Commerce and Consumption in Post-COVID-19 America

No peace sign
Photo by Clay Banks on Unsplash

As the country’s commercial activity slowly restarts after a COVID-19 pandemic-triggered lockdown, many are calling for a robust patronizing of small, and particularly minority-owned, businesses.

At the same time, events of the past months and more recent weeks are causing consumers to adjust their outlook on life and adopt behaviors that coincide with that adjustment.

Real change appears to be in store for post-pandemic America.

Shelter-in-place orders essentially stripped small businesses of their revenue stream, forcing some to close permanently. Others managed to hold on with loans from federal, state and local government relief programs, but worry about repaying those loans and other accumulated debt if consumer spending remains soft.

Black-owned businesses are among the hardest hit by the pandemic, compounded by systemic racism that leaves them at a commercial disadvantage compared to their white counterparts. According to a National Bureau of Economic Research report, 41 percent of Black-owned businesses closed for good between February and April compared to 17 percent of businesses owned by whites. The report also notes that many businesses owned by Blacks initially did not qualify for government pandemic-relief programs.

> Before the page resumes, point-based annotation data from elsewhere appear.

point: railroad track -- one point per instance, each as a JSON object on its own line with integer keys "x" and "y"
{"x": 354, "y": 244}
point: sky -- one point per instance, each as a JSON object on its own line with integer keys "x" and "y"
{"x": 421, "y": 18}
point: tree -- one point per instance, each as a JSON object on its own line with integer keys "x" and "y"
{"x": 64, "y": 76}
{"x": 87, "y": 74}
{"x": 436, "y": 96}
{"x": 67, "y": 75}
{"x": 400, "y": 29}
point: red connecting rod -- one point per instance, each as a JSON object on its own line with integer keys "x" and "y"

Calls to “Buy Black” have intensified with the easing of lockdowns, but also as ongoing protests against racial injustice continue to keep the spotlight on disadvantages that Blacks and their businesses face.

Meanwhile, many workers who suddenly became unemployed as businesses complied with lockdown orders found themselves earning more money than their jobs provided. “Stimulus” checks of $1,200 per taxpayer came in from the federal government in hopes of encouraging spending and stimulating the stalled economy. In addition, states tacked on generous amounts to weekly unemployment benefits. And with no commuting, outside dining, and beauty and clothing expenses, consumers may have a bit more disposable cash than they normally do.

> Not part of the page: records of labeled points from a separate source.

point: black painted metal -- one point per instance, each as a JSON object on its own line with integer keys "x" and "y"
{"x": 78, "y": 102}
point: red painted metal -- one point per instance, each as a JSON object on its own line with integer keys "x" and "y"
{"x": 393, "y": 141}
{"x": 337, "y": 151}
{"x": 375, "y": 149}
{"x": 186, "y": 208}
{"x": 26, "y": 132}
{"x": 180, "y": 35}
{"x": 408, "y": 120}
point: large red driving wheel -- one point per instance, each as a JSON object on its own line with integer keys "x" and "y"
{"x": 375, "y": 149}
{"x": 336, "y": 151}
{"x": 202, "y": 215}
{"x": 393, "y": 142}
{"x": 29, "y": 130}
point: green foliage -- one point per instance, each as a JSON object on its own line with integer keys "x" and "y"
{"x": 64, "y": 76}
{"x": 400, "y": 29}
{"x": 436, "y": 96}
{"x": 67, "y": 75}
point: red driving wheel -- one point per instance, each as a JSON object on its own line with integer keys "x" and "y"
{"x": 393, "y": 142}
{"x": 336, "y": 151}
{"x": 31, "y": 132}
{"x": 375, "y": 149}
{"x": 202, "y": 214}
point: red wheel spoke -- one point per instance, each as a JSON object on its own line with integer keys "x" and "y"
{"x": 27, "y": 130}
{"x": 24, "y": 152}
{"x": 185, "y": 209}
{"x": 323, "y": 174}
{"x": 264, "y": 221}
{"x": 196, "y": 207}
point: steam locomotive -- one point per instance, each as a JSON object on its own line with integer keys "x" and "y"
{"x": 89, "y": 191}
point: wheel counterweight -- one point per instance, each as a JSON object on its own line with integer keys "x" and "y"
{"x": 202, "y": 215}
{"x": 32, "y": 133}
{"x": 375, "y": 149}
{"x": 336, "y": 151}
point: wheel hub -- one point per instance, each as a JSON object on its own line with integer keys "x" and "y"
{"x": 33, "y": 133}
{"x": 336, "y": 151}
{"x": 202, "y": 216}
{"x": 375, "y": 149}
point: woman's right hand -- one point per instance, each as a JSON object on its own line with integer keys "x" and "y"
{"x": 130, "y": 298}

The hope is that consumers will spend more with Black businesses even as they support companies that help to build a more equitable society, innovators, ecologically responsible brands, and companies that respect the rights of their workers and create a wholesome work environment.

More generally, consumers may want to rethink long-held beliefs and practices, given the uncertain state of social, political and economic affairs in the country.

The new reality

As economic activity picks up in our COVID-19 influenced world, consumers may want to start thinking more tactically. The new reality requires a measure of preparedness for sudden economic disruptions. Keep a stock of non-perishable food items that can be stored for months, along with basic medical supplies and camping equipment. Consider items that will help you to survive in your worst Zombie apocalypse scenario. As the saying goes, “it’s better to have and not need than to need and not have.”

Support sustainable; support local

Purchasing items grown or made locally is one of the best ways to stimulate your local economy and keep money circulating in your neighborhood. This can change the wealth dynamic of neighborhoods. Support brands and businesses that break from suppliers that engage in shoddy business practices while educating consumers about the local and global sources of products we buy.

Get your bucket-list items

Between a global pandemic and the current socio-economic climate, it might be time to buy some of those items you’ve always wanted to try. If you find yourself thinking of products sold at a new company, or of finding practical use for items that previously seemed of no importance, act on it. If it makes economic sense, buy that guilty pleasure you shied away from. Your soul and the seller will be grateful.

Attend to mental health and wellness 

Spend more time focusing on you, on your mental health and wellness and that of your family. Buy calming plants, herbs, and other items that make your home and your immediate environment as comfortable as possible. Create that space that helps you to recharge the battery that drives you.

Delve into your more creative and artistic side. Sign up for a course that will teach you a new skill, expand your horizons, enhance your day-to-day reflections, and bring about a more satisfying end to your day. Surround yourself with items that won’t simply collect dust and clutter of your life, but those that will help you to activate your greater self and create the happiness you seek.

Invest

Tracking and trading stocks can be intimidating. Luckily, there has been a surge in the number of apps that break down the market in simple terms. Apps like Stash and RobinHood make it relatively easy to figure out exactly how to invest in securities. . Learn the difference between passive and active income and invest accordingly.